STUDY SUGGESTS POLAR BEARS DOING BETTER THAN EXPECTED: A major study has found the polar bear population in Canada’s Arctic is higher than expected. There are an estimated 3,300 bears in the Baffin Bay and Kane Basin populations. That is significantly more than population models predicted. The study also found bears in the Baffin Bay area are in poorer shape than they used to be.

REPORT SUGGESTS INDIGENOUS PROTECTED AREAS IN ARCTIC: A report says Arctic environments should be conserved through a network of indigenous protected areas that would give Inuit more control over their land. The interim report says changing the way Arctic conservation is approached could also significantly contribute to healthy northern communities.

IS WAVE POLARIZING ISSUE AT SPORTS EVENTS?: The practice of spectators raising their arms in the air to create a rolling cheer across the stands has been a common sight at sports events for decades. But it’s greeted with mixed reaction from the fans. The Arizona Coyotes made headlines this week by pooh-poohing fans’ efforts to start the wave at Gila River Arena, while the Texas Rangers have posted humorous anti-wave signs for years.
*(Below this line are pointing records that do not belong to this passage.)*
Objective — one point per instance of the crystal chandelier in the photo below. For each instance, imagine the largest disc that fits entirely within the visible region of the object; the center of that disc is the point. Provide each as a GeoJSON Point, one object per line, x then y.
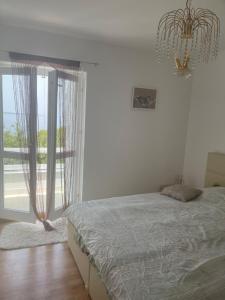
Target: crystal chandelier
{"type": "Point", "coordinates": [189, 36]}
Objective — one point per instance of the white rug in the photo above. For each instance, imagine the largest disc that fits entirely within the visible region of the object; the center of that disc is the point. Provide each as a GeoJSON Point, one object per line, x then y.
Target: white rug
{"type": "Point", "coordinates": [26, 235]}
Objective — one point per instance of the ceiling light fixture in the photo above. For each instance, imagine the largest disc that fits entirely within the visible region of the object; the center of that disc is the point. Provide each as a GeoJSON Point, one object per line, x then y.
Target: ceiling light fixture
{"type": "Point", "coordinates": [189, 36]}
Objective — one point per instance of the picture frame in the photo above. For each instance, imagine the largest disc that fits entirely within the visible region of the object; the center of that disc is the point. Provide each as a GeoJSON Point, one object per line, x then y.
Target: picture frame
{"type": "Point", "coordinates": [144, 98]}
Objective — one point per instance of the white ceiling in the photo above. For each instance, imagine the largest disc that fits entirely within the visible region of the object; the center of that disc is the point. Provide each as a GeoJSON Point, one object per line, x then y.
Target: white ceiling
{"type": "Point", "coordinates": [122, 22]}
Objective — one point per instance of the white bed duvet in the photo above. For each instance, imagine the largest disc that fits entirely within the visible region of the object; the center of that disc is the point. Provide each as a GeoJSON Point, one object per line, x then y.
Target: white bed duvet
{"type": "Point", "coordinates": [154, 247]}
CANADIANS URGED TO MAKE SURE VACCINATIONS ARE UP TO DATE: Clusters of mumps cases in Alberta and Ontario are prompting public health officials and infectious disease experts urge Canadians to check that their vaccinations are up to date. Experts say people need to ensure they’ve had the vaccines and some may need to get an additional shot to bolster their immunity.

FLOODED ATTAWAPISKAT SCHOOL REOPENING: A brand new elementary school shut down by flooding on the Attawapiskat First Nation is reopening next week. Band council members say a malfunctioning sprinkler system led to flooding early last month. The school opened to much fanfare in 2014, putting an end to a 14-year period in which the community’s roughly 400 elementary-age students were being taught in portable classrooms.

EFFORTS PROGRESS ON BORDER WALL: U.S. Customs and Border Protection says it plans to start awarding contracts by mid-April for President Donald Trump’s border wall. The agency says on a website for federal contractors that a request for bids will be published early next month. Companies would have to submit “concept papers” to design and build prototypes by March 10. Finalists will have to have their proposals and prices in by March 24. Trump told the Conservative Political Action Conference today that construction will start “very soon” and is ahead of schedule.